PHASE 1 | Facebook AI Image Similarity Challenge: Descriptor Track

Advance the science of image similarity detection, with applications in areas including content tracing, copyright infringement and misinformation. In the "Descriptor Track" participants generate image descriptors that enable the problem to be solved at scale. #society

jun 2022
561 joined

similar images


The methods developed by the contestants are of high quality and set a new standard in research and for the industry in the field of image copy detection.

— Matthijs Douze, Facebook AI Research Scientist and Image Similarity Challenge author

Why

Copy detection is a crucial component on all social media platforms today, used for such tasks as flagging misinformation and manipulative advertising, preventing uploads of graphic violence, and enforcing copyright protections. But when dealing with the billions of new images generated every day on sites like Facebook, manual content moderation just doesn't scale. We need algorithms to help automatically flag or remove bad content.

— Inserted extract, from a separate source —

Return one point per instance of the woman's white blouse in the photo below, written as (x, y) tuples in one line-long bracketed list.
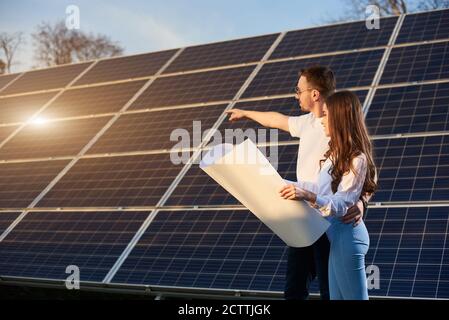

This competition allowed participants to test their skills in building a key part of that content moderating system, and in so doing contribute to making social media more trustworthy and safe for the people who use it. For more information, check out the competition paper from Facebook AI.

The Solution

In this challenge, participants had access to 3 archives of competition images.

  • 1 million reference images
  • 50K query images, a subset of which were derived from the reference images
  • 1 million training images, statistically similar to but distinct from the reference archive

The core task in the Matching Track was to determine for each query image whether it originated from one of the reference images and assign a confidence score indicating its similarity to the candidate reference image. The end goal was similar for the Descriptor Track, but in this case participants submitted the image embeddings for all query and reference images, with a similarity search and submission score computed automatically on the competition platform.

The Results

Between June and October 2021, 1,236 participants from 80 countries signed up to solve the problems posed by the two tracks. One goal of the competition sponsors at Facebook AI was to create an opportunity for participants to explore self-supervised learning (SSL) techniques, which turned out to be a key component across all of the winning solutions. Ultimately, the winning solutions vastly outperformed the competition baseline methods, achieving micro average precision scores of 0.8329 and 0.6354 on the Matching and Descriptor tracks, respectively.

RMSE graph

All the prize-winning solutions from this competition have been released under an open source license, along with academic write-ups on arxiv. The dataset is also available for ongoing practice and learning.